Importa esclarecer que o tipo de crime do artigo 150.º, n.º 2, do CP, corporiza crime doloso, exigindo que o médico conheça e deseje a violação das legis artis e, para além disso, conheça e queira criar o perigo previsto naquela norma.
Desta forma, se estivermos perante uma situação em que haverá a suspeita de erro médico, poderão os pacientes lesados apresentar queixa junto das autoridades para dar início ao procedimento criminal e, dessa forma, solicitar ao Ministério Publico a investigação dos factos, levando a cabo, se necessário a elaboração de pareceres técnicos, designadamente do Conselho Médico-Legal do Instituto de Medicina Legal territorialmente competente. Para além desta possibilidade, o Ministério Público está obrigado a recolher todas as provas que se considerem essenciais para a obtenção da verdade material e, dessa forma, apurar a responsabilidade criminal dos arguidos.
Esta é, pois, uma via importante em Portugal para análise da responsabilidade do erro médico, uma vez que transfere para o Ministério Público o ónus de investigar os factos e fazer a análise jurídica sobre o comportamento do agente.
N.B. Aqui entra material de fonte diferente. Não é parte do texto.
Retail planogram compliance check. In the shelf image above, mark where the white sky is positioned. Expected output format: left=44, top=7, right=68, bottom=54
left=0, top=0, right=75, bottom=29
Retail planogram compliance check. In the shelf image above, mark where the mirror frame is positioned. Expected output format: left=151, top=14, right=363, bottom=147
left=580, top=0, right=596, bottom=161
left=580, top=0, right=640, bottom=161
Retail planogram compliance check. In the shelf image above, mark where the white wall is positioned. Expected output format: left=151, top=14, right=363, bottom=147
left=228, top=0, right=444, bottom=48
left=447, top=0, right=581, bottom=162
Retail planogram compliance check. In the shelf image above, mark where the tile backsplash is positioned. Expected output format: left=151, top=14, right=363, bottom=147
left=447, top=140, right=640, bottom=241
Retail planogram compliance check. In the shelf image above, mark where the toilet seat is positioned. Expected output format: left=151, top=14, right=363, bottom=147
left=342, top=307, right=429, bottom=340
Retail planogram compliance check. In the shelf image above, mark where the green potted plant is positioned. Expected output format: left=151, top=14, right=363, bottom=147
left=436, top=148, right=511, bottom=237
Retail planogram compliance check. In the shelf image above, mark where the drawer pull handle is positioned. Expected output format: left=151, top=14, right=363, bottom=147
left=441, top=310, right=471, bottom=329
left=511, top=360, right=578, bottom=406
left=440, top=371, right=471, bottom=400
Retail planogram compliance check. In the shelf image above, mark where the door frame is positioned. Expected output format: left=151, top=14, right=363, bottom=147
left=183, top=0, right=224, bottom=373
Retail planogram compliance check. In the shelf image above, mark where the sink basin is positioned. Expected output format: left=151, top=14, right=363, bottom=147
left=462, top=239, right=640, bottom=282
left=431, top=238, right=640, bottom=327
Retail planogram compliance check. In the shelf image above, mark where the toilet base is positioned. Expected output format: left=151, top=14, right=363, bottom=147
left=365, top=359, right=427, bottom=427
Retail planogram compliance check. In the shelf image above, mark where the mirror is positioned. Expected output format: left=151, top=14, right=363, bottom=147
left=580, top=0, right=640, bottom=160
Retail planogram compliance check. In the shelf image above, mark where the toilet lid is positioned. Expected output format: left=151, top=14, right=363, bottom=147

No entanto, esta situação apenas será adequada para os casos em que o médico, de forma dolosa, viola as regras da arte, ou seja, em que o lesante tem consciência que a intervenção e/ou tratamento médico-cirúrgico provocará dano ao paciente e, ainda assim, leva a cabo a sua realização. Com efeito, no campo de análise de comportamento negligente, o cumprimento das legis artis afasta inexoravelmente qualquer averiguação quanto à observância, ou não, do dever de cuidado, por ser de entender, por força do art. 150.º, n.º 1, do CP, que se trata de um comportamento irrelevante para o direito penal.
Em conclusão, em certas situações, a apresentação de queixa crime e o consequente processo crime poderá ser um meio para os pacientes lesados verem sancionadas as pessoas que provocaram dano em consequência dos tratamentos médicos que realizaram. Acima de tudo, é um processo cujo ónus de prova se encontra “transferido” para o Ministério Público o que pode facilitar a obtenção de prova e minimizar os custos com a sua realização.